= Ledi Bianku =

Albanian judge

Ledi Bianku (born 22 February 1971 in Shkodër, Albania) was a judge at the European Court of Human Rights, elected in respect of Albania on 1 February 2008.

He received his law degree from the University of Tirana in 1993, and also studied concurrently at the University of Trento in Italy 1992–1993. He practiced as a lawyer in Tirana 1994–1998 and 1999–2006, and was lecturer in law (Public International Law, European Human Rights Law and European Union Law) at the University of Tirana 1995–2007 and at the Albanian School of Magistrates 1997–2007. He concurrently studied at the College of Europe in Belgium 1996–1997 (LL.M.).

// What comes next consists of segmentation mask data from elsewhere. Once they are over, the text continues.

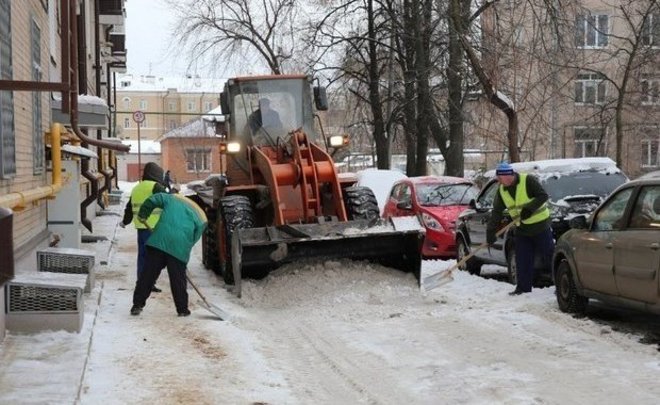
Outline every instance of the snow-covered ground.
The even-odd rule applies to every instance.
[[[660,355],[640,342],[641,317],[612,326],[557,309],[554,288],[511,297],[511,285],[455,273],[422,295],[411,274],[348,261],[287,265],[247,280],[243,298],[205,270],[189,275],[219,321],[197,304],[178,318],[166,273],[140,316],[129,315],[135,230],[94,221],[108,241],[81,333],[8,334],[0,344],[2,404],[657,404]],[[425,275],[453,261],[426,261]],[[34,269],[29,263],[18,271]],[[625,317],[625,316],[624,316]],[[657,326],[657,323],[656,323]]]

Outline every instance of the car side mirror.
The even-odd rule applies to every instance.
[[[475,200],[474,198],[471,199],[470,202],[468,203],[468,205],[469,205],[470,208],[472,208],[473,210],[476,210],[476,209],[477,209],[477,200]]]
[[[401,201],[396,204],[396,207],[400,210],[411,210],[412,203],[410,201]]]
[[[588,228],[587,217],[585,217],[584,215],[578,215],[577,217],[573,217],[568,220],[568,226],[570,226],[571,229],[587,229]]]

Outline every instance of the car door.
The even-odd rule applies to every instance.
[[[644,186],[631,211],[628,228],[614,241],[614,277],[619,295],[637,301],[658,301],[660,213],[654,203],[660,185]]]
[[[412,187],[410,184],[402,182],[392,189],[392,193],[383,212],[386,218],[405,217],[415,214],[412,206]]]
[[[486,228],[488,226],[488,220],[491,217],[493,202],[495,201],[498,187],[499,183],[497,181],[491,181],[486,184],[477,197],[475,213],[468,219],[467,227],[473,250],[486,242]],[[486,262],[504,262],[503,242],[504,240],[502,238],[498,238],[493,246],[476,252],[475,256]]]
[[[573,243],[578,279],[584,288],[618,294],[614,279],[614,245],[625,229],[626,207],[634,188],[612,195],[594,214],[589,232]]]

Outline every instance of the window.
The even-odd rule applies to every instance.
[[[213,103],[210,101],[205,101],[204,102],[204,111],[208,112],[213,109]]]
[[[12,79],[11,2],[0,1],[0,79]],[[14,133],[14,96],[0,91],[0,178],[16,174],[16,137]]]
[[[186,164],[189,172],[210,172],[211,149],[186,149]]]
[[[188,112],[193,112],[195,111],[195,102],[194,101],[188,101]]]
[[[660,79],[645,78],[640,82],[642,88],[642,104],[660,104]]]
[[[30,42],[32,43],[32,80],[41,81],[41,29],[31,20]],[[34,174],[43,173],[45,167],[44,133],[42,129],[41,92],[32,92],[32,169]]]
[[[631,212],[630,228],[660,229],[660,186],[642,187]]]
[[[660,47],[660,13],[646,16],[641,39],[645,46]]]
[[[147,117],[144,117],[144,120],[140,123],[140,128],[147,128],[149,125],[147,125]]]
[[[140,100],[140,110],[144,111],[147,109],[147,100]]]
[[[633,188],[619,191],[596,213],[594,231],[617,231],[624,227],[623,214],[626,212]]]
[[[605,102],[605,76],[583,73],[575,79],[576,104],[603,104]]]
[[[124,128],[130,128],[130,127],[131,127],[131,119],[124,118]]]
[[[168,127],[169,129],[174,129],[174,128],[176,128],[176,121],[174,121],[174,120],[170,120],[170,121],[168,122],[168,124],[167,124],[167,127]]]
[[[167,111],[169,112],[176,111],[176,103],[174,101],[167,102]]]
[[[642,139],[642,167],[660,166],[660,138]]]
[[[575,127],[575,150],[573,157],[605,156],[607,146],[605,128]]]
[[[604,48],[609,30],[607,15],[578,15],[575,19],[575,46],[578,48]]]
[[[128,97],[124,97],[121,101],[124,103],[124,109],[126,111],[130,111],[131,110],[131,99],[128,98]]]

He worked at the Office of the OSCE Legal Counsellor in Albania 1998–1999, was founder and Executive Director of the European Centre in Tirana 1999–2006, advisor ad personam to the President of the Republic, to the President of the Parliament and to Minister of Justice and the Minister of European Affairs 2000–2007. He was also Chairman of the National Broadcasting Authority 2006–2007 and a member of the Venice Commission 2006–2007.
From October 2021, he is a foreign judge of Constitutional Court of Bosnia and Herzegovina.

In 2021, Bianku served one of the judges of the Turkey Tribunal held in Geneva, Switzerland along with 5 other reputable international jurists.